The Western District U.S. Attorney William Barr and the FBI have announced an Elder Justice Initiative. The initiative aims to expand efforts to investigate and prosecute financial scams targeting seniors and to educate older adults on how to identify scams and to combat elder financial exploitation and promote coordination with law enforcement partners.
Thus far, the initiative is the largest sweep of elder fraud cases to surpass the 2018 nationwide sweep that involved more than 250 defendants worldwide who victimized over two million American, most of whom were elderly.
“Today we are announcing the largest single law enforcement action against elder fraud in American history,” Barr said. “This year’s sweep involves 13 percent more criminal defendants, 28 percent more in losses, and twice the number of fraud victims as last year’s sweep.
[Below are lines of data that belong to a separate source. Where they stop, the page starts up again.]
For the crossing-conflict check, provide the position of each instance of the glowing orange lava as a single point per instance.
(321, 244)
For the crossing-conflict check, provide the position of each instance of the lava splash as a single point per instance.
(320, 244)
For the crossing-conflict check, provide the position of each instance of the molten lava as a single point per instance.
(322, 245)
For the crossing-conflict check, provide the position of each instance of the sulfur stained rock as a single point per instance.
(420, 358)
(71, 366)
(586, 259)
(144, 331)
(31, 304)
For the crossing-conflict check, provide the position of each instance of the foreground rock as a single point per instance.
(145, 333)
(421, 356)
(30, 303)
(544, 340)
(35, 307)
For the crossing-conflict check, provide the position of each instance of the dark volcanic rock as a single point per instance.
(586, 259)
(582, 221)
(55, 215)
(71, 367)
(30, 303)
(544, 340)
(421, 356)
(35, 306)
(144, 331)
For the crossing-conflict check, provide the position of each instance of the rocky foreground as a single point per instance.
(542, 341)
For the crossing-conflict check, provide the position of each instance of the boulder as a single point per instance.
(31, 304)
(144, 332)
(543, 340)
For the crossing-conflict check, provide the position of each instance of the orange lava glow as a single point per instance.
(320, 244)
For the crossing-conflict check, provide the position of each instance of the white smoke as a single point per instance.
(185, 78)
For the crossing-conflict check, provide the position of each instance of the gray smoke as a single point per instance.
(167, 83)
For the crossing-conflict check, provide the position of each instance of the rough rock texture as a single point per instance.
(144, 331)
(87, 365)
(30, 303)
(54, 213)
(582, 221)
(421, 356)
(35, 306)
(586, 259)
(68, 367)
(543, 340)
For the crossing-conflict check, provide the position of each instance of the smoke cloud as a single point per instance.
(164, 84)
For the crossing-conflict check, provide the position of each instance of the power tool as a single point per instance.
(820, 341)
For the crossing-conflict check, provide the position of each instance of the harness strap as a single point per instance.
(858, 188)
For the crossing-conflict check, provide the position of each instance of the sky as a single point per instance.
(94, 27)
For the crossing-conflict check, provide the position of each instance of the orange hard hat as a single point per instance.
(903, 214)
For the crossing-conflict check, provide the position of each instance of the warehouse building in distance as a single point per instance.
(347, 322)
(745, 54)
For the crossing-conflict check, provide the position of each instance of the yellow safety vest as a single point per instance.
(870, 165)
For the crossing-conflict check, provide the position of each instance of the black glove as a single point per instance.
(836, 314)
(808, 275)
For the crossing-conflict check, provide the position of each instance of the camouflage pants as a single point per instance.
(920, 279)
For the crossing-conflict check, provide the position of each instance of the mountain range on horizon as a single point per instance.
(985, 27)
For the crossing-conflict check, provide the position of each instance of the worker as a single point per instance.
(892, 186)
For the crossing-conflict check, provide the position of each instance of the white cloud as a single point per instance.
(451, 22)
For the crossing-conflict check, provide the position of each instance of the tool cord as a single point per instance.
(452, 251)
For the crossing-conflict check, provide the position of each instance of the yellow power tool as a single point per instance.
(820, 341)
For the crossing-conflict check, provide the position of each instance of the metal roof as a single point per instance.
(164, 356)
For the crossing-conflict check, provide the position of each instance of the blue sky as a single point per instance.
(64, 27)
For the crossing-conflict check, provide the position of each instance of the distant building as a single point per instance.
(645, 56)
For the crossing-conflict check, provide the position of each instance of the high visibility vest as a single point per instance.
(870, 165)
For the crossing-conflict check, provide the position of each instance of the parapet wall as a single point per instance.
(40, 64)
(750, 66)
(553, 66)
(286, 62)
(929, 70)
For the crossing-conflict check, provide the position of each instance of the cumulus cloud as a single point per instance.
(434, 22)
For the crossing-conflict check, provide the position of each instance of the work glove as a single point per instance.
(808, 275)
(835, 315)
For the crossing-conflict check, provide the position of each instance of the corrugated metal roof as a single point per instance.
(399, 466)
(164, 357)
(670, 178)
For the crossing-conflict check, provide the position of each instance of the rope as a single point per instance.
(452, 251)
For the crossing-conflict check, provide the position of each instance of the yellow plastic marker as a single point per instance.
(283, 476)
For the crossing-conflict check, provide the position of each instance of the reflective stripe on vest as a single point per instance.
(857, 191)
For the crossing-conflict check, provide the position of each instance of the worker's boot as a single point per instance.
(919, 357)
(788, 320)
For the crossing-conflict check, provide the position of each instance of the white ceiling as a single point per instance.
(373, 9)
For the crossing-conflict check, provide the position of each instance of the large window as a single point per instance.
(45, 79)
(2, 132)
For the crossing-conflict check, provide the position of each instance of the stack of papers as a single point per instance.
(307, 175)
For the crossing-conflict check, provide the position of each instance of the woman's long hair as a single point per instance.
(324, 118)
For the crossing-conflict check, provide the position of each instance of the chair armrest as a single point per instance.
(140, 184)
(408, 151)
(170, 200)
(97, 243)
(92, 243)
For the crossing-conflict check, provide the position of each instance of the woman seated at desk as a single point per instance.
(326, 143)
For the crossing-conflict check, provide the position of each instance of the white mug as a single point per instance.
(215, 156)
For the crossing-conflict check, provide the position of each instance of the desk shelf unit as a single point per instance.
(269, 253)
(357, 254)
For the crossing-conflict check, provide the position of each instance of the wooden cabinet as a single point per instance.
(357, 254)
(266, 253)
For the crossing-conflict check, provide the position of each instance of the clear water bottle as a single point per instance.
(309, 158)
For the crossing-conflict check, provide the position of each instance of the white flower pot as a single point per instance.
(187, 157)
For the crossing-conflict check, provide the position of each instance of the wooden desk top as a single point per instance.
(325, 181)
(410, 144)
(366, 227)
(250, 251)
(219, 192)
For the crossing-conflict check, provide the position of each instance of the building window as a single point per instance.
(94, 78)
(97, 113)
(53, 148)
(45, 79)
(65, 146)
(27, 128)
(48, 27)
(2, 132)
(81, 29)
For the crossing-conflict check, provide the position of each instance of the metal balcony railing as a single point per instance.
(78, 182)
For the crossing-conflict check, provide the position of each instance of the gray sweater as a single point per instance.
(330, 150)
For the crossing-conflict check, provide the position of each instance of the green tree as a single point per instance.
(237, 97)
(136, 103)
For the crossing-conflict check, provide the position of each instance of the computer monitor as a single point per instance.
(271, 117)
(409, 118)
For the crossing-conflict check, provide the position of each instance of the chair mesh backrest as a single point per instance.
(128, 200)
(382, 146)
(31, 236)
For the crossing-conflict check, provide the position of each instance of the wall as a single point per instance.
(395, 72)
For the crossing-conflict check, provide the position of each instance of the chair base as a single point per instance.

I want to thank the Department’s Consumer Protection Branch, which led this effort, together with the Department’s Criminal Division, the more than 50 U.S. Attorneys’ offices, and the state and local partners who helped to make these results possible. Together, we are bringing justice and peace of mind to America’s seniors.”
In North Carolina, the U.S. Attorney’s Office and the FBI have partnered with the AARP to conduct outreach and raise awareness. The AARP website lists 40 types of scams in their fraud resource center, each linking to a description, warning signs and do’s and don’ts.
According to a press release, the targeting of seniors is a growing concern in North Carolina. Scams can come in a variety of forms including tech support, lottery, IRS impersonators, grandparent, and sham business opportunities. Losses from alleged elder fraud schemes totaled over $750 million during this year’s sweep.
One of the most prevalent scams is the robocall. It’s gotten to the point where many people no longer answer their phones, even when a local number is on caller ID. That’s a common tactic to disguise the caller’s true location called neighbor spoofing.
The AARP advises not to answer calls from unrecognized numbers. If that happens by mistake don’t speak or press any keys. That lets the scammer know that they’ve reached a working number, leading to more calls. Adding a phone number to the Federal Trade Commission’s National Do Not Call Registry won’t stop fraudulent calls, but it can make them easier to recognize because legitimate telemarketers often don’t call numbers on the registry.
The North Carolina Department of Justice tracks recent consumer frauds and scams on their website. Since the beginning of 2019, they’ve tracked scams involving social security, fake letters about deployed service members, fraudulent tax preparers, and counterfeit checks via scammers posing as the NC ABC Commission.
To report victimization or new senior scams contact the North Carolina Consumer Protection Division at 1-877-FTC-HELP or 1-877-5-NO-SCAM. Complaints can also be filed online with the FBI at www.IC3.gov.